I met up with my friends at the Cup Noodles museum, which tells the history of Momofuku Ando, the inventor of instant ramen, and the evolution of the instant ramen industry. It was actually quite impressive for being a museum about ramen – it was a huge, modern building, with many interactive exhibits, a movie, a restaurant, and a section where you can design your own Cup Noodles and make your own recipe. My favorite exhibit was the room with every flavor and variation of ramen to exist since 1958 on display.
After learning everything there is to know about ramen, we headed to China Town for the parade. It was sunny and quite warm out, making it lovely to walk along the water. The view of the bay was beautiful. Yokohama is definitely a place I would like to return to. Chinatown was really cute. The narrow streets were filled with shops, restaurants, and street-food vendors, and all with bright, colorful signs and decorations. I got an adorable, panda-shaped steamed bun while we waited for the parade to start. We were able to get a front-row spot by lining up near the end of the parade route.
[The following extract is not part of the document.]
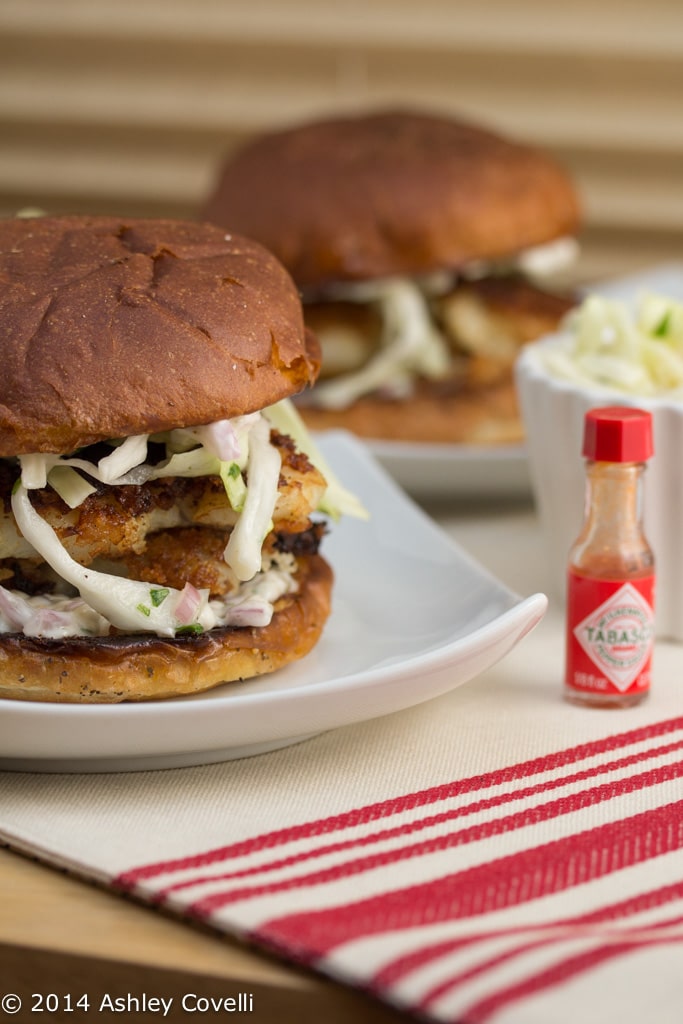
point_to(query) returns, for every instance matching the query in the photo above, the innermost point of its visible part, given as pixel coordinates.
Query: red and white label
(610, 632)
The parade was really fun and entertaining. It began with men in full costume walking on stilts. Then it was the Dragon dance, with a huge dragon carried through the street by probably twenty people. Next came the two-person dogs – one person carrying the head, and the other the rear. They were not afraid to interact with the audience.
My favorite moment was one of the dogs dancing its rear-end right up against my friend for a solid minute. There were ladies dancing with bright pink, fuzzy fans, children drumming and playing music, and men in colorful costumes. Finally, there were two smaller, but equally impressive Dragon dances. Between every section of the parade, they set off firecrackers inside a small metal container. It was very lively, colorful, and a ton of fun. After the parade, we grabbed some food at a Chinese restaurant, finishing off a fantastic day.
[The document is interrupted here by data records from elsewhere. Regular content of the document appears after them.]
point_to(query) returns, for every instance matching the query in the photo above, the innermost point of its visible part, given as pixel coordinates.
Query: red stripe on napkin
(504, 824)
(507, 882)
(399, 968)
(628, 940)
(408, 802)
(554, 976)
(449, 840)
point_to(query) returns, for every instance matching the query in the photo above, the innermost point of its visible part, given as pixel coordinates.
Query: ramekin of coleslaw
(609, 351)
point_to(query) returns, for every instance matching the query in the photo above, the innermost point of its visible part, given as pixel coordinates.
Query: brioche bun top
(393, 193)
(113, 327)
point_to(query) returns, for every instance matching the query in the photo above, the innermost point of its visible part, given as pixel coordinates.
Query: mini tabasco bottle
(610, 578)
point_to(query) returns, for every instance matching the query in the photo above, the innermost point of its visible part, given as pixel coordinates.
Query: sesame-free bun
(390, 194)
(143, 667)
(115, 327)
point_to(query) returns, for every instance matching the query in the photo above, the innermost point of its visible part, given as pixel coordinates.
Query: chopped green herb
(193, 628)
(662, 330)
I’ve never known too much about the Chinese zodiac, so when I got home, I looked into it a little. The characteristics of a rooster are actually pretty accurate to me. Roosters are said to be hardworking, observant, and active, but with a tendency to overthink things. That sounds like me! However, it turns out that rooster years are actually the unluckiest years for roosters – uh oh! But, it’s been a good year for me so far, so I’m not sure that I do/want to believe that. And apparently I can ward off my bad luck by facing my bed west and wearing red clothing and jade… so we’ll see how that goes. Happy Chinese New Year!